Events from the year 2001 in Ireland.

Incumbents
 President: Mary McAleese
 Taoiseach: Bertie Ahern (FF)
 Tánaiste: Mary Harney (PD)
 Minister for Finance: Charlie McCreevy (FF)
 Chief Justice: Ronan Keane
 Dáil: 28th
 Seanad: 21st

Events
 22 March – Ireland confirms its first case of foot-and-mouth disease.
 7 June – Voters reject the Treaty of Nice in a referendum.
 9 September – The National Museum of Ireland's Museum of Country Life at Turlough, County Mayo, is officially opened.
 14 September – Ireland holds a national day of mourning following the 9/11 terrorist attacks in New York City and Washington, D.C. All sports, public functions, and entertainment are cancelled on orders of the government. Schools, businesses, and shops are closed, also on orders of the government. President Mary McAleese says that the events are "an attack on the very foundations of human dignity" and left the people of Ireland "sad, shocked, sickened, grieving, disbelieving, outraged, frightened all at once."
 14 October – The first multiple state funeral is held in honour of ten Irish Republican Army volunteers who were executed by the British for their part in the War of Independence.
 23 October – The Provisional Irish Republican Army commences disarmament after peace talks.
 4 November – The Police Service of Northern Ireland is established.
 17 November – The Gaelic Athletic Association votes to abolish its controversial Rule 21 which previously prevented members of the British Army and the Police Service of Northern Ireland from playing.
 14 December – Irish euro coins becomes available in An Post and bank branches.
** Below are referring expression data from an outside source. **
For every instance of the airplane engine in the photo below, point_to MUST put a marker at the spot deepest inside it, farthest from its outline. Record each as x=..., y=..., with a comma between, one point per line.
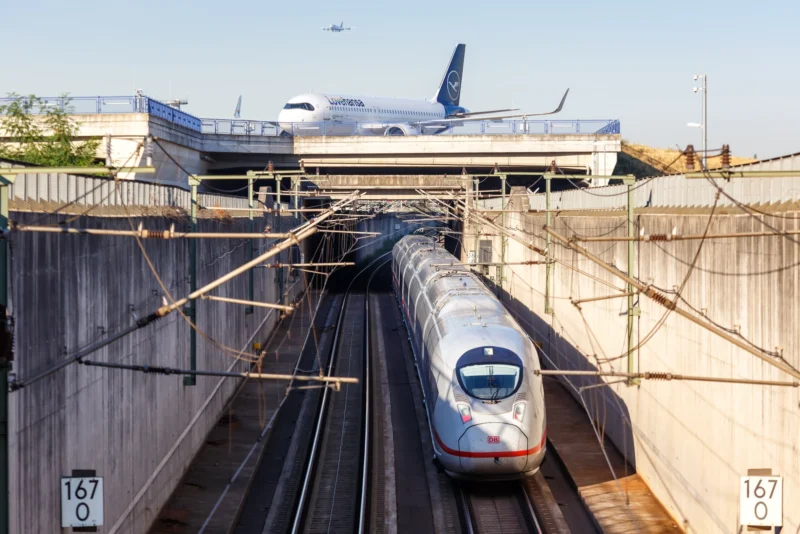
x=402, y=129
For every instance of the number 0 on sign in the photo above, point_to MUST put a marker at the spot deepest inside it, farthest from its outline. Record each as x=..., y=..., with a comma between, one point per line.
x=81, y=501
x=761, y=501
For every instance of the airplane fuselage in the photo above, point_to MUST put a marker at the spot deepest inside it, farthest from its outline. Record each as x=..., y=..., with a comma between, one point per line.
x=342, y=115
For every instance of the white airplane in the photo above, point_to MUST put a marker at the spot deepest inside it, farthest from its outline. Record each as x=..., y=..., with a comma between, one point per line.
x=336, y=28
x=328, y=114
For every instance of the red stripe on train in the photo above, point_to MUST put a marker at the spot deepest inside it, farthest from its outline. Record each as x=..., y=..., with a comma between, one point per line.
x=487, y=454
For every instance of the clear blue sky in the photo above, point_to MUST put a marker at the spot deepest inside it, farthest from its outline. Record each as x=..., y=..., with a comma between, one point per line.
x=622, y=59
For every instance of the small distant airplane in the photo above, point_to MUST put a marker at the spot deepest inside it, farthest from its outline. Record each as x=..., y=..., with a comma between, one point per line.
x=336, y=28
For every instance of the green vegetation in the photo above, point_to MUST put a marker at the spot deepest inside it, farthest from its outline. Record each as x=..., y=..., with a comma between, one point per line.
x=43, y=135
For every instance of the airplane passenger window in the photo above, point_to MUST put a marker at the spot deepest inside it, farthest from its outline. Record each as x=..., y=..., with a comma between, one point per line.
x=299, y=105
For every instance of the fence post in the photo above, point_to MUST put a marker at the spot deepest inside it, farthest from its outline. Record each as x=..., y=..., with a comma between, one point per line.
x=548, y=309
x=6, y=356
x=191, y=312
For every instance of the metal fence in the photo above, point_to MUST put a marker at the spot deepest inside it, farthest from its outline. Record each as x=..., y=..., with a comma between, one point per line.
x=92, y=105
x=675, y=191
x=92, y=191
x=338, y=128
x=85, y=105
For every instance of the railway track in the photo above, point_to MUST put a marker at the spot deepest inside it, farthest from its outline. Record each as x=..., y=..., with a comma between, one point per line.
x=334, y=493
x=488, y=508
x=521, y=506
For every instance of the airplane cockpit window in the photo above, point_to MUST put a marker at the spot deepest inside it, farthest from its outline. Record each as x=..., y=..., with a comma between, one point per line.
x=299, y=105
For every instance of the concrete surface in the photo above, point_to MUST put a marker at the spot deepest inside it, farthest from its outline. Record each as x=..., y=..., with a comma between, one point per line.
x=689, y=441
x=138, y=431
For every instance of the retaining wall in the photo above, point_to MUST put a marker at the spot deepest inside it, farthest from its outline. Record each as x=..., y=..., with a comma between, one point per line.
x=138, y=431
x=691, y=441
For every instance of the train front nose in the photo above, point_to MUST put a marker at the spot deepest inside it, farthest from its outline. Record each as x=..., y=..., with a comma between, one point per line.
x=493, y=449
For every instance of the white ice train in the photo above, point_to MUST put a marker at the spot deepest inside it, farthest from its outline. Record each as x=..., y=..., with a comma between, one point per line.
x=485, y=404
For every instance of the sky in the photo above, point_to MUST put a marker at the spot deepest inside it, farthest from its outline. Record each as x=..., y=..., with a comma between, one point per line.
x=626, y=60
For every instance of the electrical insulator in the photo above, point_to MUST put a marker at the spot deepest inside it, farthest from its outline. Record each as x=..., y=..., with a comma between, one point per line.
x=108, y=150
x=726, y=156
x=689, y=153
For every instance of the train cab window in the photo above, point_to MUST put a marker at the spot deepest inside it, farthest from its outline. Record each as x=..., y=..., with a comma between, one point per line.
x=489, y=381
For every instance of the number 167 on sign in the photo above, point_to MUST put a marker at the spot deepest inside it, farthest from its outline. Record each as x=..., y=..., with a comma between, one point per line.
x=761, y=501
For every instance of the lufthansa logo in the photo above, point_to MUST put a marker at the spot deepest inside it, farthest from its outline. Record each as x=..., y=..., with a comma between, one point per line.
x=453, y=84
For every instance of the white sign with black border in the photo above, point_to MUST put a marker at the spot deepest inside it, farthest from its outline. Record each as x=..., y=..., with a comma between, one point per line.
x=81, y=501
x=761, y=501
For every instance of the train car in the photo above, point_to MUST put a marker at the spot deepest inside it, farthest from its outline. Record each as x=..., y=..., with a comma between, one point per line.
x=484, y=403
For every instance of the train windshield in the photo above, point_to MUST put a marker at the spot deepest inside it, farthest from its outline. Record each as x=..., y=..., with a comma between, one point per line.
x=493, y=381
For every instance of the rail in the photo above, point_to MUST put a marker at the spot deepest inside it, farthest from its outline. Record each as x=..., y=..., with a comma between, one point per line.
x=496, y=506
x=315, y=456
x=100, y=105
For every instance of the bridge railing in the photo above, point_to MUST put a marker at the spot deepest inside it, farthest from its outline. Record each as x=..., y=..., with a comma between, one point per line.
x=97, y=105
x=145, y=104
x=338, y=128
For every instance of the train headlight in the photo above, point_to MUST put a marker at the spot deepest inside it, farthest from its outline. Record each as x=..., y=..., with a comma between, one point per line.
x=519, y=411
x=465, y=412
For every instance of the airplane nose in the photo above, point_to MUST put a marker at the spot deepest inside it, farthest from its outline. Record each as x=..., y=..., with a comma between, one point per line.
x=285, y=122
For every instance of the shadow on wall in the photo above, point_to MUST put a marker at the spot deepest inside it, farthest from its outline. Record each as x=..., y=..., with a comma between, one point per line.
x=609, y=414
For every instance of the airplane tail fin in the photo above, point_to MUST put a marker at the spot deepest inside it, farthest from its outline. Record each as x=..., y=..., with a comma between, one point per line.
x=449, y=92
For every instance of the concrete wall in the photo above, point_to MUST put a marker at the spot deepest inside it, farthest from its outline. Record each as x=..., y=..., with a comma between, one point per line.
x=139, y=431
x=691, y=441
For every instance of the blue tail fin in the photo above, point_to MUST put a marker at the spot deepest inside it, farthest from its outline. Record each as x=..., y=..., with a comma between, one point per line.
x=450, y=89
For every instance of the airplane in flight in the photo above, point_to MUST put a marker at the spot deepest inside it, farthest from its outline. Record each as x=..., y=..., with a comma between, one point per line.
x=332, y=114
x=336, y=28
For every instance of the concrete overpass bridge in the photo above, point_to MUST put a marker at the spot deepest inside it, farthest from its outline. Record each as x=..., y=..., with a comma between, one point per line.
x=201, y=146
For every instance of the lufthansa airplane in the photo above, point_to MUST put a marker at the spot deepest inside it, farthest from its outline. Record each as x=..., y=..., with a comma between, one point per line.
x=336, y=28
x=353, y=115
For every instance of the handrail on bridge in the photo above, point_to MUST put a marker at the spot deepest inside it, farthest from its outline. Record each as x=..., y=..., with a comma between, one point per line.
x=145, y=104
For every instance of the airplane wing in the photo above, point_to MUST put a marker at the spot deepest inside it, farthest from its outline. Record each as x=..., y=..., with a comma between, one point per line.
x=467, y=117
x=471, y=113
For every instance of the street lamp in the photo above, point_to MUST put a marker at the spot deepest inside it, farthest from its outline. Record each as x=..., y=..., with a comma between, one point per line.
x=704, y=125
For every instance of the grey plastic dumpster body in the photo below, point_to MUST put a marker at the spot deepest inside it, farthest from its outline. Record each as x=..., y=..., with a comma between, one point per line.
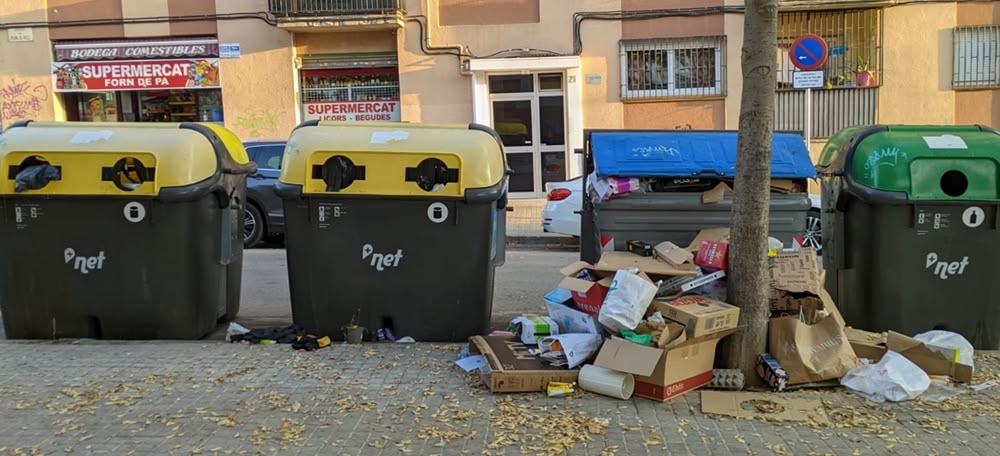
x=138, y=236
x=911, y=241
x=394, y=225
x=679, y=159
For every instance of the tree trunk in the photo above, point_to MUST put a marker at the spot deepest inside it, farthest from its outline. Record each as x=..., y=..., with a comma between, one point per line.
x=748, y=280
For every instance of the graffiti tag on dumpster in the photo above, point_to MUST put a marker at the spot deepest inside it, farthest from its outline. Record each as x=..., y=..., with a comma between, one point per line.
x=888, y=156
x=85, y=264
x=381, y=261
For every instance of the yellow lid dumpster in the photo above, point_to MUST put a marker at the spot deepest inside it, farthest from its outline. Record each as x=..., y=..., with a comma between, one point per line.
x=120, y=230
x=394, y=226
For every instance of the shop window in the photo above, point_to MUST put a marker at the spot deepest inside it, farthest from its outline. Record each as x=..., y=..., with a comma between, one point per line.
x=672, y=68
x=977, y=55
x=97, y=106
x=351, y=94
x=180, y=106
x=854, y=39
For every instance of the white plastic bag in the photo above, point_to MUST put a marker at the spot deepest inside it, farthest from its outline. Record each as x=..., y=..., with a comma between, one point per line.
x=947, y=342
x=626, y=302
x=894, y=378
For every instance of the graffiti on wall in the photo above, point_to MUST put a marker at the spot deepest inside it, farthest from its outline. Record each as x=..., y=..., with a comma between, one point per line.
x=22, y=100
x=259, y=122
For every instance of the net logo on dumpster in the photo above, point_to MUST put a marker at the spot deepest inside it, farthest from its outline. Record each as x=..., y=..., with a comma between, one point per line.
x=380, y=261
x=84, y=264
x=945, y=269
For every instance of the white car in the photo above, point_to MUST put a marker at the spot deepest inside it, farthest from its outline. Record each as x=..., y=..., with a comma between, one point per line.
x=561, y=214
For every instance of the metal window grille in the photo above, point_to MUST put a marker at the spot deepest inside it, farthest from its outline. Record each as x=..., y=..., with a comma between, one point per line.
x=673, y=68
x=854, y=38
x=291, y=8
x=349, y=88
x=977, y=56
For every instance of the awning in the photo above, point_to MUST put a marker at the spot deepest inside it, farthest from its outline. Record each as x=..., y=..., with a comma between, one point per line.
x=340, y=62
x=136, y=49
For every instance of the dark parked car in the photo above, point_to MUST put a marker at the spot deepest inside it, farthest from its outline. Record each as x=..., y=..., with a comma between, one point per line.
x=264, y=218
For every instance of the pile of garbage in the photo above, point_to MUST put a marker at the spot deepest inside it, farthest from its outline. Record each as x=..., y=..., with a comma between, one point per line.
x=647, y=321
x=713, y=190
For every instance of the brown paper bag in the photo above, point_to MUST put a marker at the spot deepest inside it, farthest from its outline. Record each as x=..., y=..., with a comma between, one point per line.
x=811, y=353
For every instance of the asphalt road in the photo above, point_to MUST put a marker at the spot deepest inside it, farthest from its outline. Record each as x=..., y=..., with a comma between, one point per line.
x=520, y=285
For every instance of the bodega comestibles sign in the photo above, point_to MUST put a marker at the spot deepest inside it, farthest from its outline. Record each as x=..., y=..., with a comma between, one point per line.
x=136, y=75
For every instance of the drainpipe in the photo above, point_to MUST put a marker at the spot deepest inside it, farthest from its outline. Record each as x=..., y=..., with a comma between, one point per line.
x=457, y=50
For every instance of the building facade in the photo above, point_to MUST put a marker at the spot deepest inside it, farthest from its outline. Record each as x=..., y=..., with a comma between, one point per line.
x=539, y=72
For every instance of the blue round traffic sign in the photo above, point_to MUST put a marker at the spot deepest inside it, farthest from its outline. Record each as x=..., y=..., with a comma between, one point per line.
x=808, y=52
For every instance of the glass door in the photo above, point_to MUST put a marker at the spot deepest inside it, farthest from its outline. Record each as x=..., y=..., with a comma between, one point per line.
x=513, y=121
x=529, y=115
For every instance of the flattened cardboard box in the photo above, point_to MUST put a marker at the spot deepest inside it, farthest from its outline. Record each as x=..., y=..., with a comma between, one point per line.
x=512, y=369
x=700, y=315
x=613, y=261
x=931, y=361
x=795, y=282
x=662, y=374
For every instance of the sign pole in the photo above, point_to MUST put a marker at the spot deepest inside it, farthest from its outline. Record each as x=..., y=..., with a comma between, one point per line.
x=808, y=129
x=808, y=53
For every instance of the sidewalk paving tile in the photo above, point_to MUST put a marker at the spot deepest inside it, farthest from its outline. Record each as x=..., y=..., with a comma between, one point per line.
x=215, y=398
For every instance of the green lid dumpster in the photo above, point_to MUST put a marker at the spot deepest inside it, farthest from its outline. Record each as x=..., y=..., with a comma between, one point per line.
x=120, y=230
x=910, y=229
x=394, y=226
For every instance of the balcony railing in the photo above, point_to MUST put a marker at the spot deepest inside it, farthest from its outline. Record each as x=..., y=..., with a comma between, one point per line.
x=327, y=8
x=833, y=110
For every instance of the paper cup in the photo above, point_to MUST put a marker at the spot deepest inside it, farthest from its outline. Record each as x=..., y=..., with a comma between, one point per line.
x=606, y=382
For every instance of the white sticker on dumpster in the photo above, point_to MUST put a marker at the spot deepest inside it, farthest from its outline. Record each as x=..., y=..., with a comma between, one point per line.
x=85, y=137
x=437, y=212
x=83, y=263
x=944, y=268
x=973, y=216
x=134, y=211
x=381, y=261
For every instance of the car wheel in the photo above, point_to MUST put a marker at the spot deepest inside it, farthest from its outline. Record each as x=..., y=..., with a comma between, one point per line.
x=253, y=226
x=813, y=236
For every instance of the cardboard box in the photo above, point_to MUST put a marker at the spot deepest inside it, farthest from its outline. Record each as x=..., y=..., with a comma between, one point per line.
x=795, y=282
x=931, y=361
x=589, y=284
x=587, y=294
x=713, y=255
x=511, y=368
x=712, y=234
x=700, y=315
x=639, y=248
x=771, y=372
x=866, y=344
x=663, y=373
x=671, y=253
x=873, y=346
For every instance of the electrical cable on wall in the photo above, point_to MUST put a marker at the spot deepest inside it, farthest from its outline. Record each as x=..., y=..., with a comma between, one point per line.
x=464, y=53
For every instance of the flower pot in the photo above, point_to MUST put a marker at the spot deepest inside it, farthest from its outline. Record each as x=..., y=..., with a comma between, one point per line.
x=864, y=78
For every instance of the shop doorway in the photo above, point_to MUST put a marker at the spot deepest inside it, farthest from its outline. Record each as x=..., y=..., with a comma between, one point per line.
x=528, y=112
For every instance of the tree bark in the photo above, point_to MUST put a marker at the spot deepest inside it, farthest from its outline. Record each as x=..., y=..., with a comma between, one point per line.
x=749, y=278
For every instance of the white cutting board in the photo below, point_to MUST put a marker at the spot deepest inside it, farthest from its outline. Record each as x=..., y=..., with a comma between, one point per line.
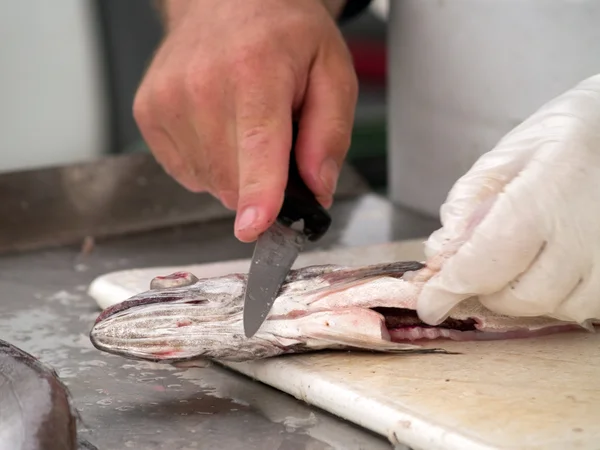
x=541, y=393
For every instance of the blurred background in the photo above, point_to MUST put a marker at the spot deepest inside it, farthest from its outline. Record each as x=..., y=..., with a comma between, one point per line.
x=70, y=69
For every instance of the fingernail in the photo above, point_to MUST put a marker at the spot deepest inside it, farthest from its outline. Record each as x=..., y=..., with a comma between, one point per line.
x=329, y=174
x=246, y=218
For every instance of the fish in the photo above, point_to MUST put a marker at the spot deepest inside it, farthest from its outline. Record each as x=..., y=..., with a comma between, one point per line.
x=183, y=320
x=36, y=409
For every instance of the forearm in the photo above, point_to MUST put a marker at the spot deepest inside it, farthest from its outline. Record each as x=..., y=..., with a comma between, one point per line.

These "starter packs" contained nineteen coins worth €6.35 and could be purchased for IR£5.

Arts and literature
 February–April – Conor McPherson's play Port Authority premièred in London and Dublin.
 26 June – Two Old Master paintings from the Alfred Beit collection were stolen from Russborough House.
 8 August – Australian soap opera series Neighbours gets its first ever Irish transmission on Network 2.
 1 October – First season of Bachelors Walk on Network 2.
 Publication of Julian Gough's novel Juno & Juliet.
 Publication of John McGahern's last novel That They May Face the Rising Sun.
 Publication of Kate Thompson's children's novel The Beguilers.

Sport

Equestrianism 
Show jumping
Kevin Babington, Peter Charles, Jessica Kurten and Dermott Lennon won the senior European Show Jumping Championships Team Gold medals.

Golf
Murphy's Irish Open was won by Colin Montgomerie (Scotland).

Births
 18 January – Niamh McCormack, actress
 27 March – Gaby Lewis, cricketer
 8 August – Tyler Toland, footballer
 19 October – Art Parkinson, actor

Deaths

January to June
 5 January – G. E. M. Anscombe, analytic philosopher (b. 1919)
 21 February – Desmond Leslie, pilot, filmmaker and writer (b. 1921)
 8 March – Ninette de Valois, founder of the Royal Ballet (b. 1898)
 18 May – Seán Mac Stíofáin, English-born, Irish republican paramilitary leader (b. 1928) 
 1 June – Peter Corr, international soccer player and father of The Corrs members (b. 1923)
 27 June – Michael Moynihan, Labour Party Senator and TD (b. 1917)

July to December
 4 July – Anne Yeats, painter and stage designer (born 1919).
 1 August – Joe Lynch, actor (born 1925).
 27 August – John Joe 'Purty' Landers, Kerry Gaelic footballer (born 1907).
 31 August – Donal O'Sullivan, Cork Gaelic footballer (born 1930).
 23 September – Kevin Boland, Fianna Fáil TD, served as Minister for Defence, Minister for Social Welfare and Minister for Local Government (born 1917).
 24 October – Eamon Kelly, actor (born 1914).
 27 October – Seán Condon, Cork hurler (born 1923).
 4 November – Denis Gallagher, Fianna Fáil TD and Cabinet Minister (born 1922).
 10 December – Freddie Anderson, playwright and socialist (born 1922).
 12 December – Michael Torrens-Spence, held commissions in the Royal Navy Fleet Air Arm, the Royal Air Force, the British Army, Ulster Special Constabulary and Ulster Defence Regiment (born 1914).
 14 December – Eoin Ryan, Fianna Fáil Seanad Éireann member (born 1920).
 23 December – Mark Clinton, Fine Gael TD, former Minister for Agriculture and MEP (born 1915).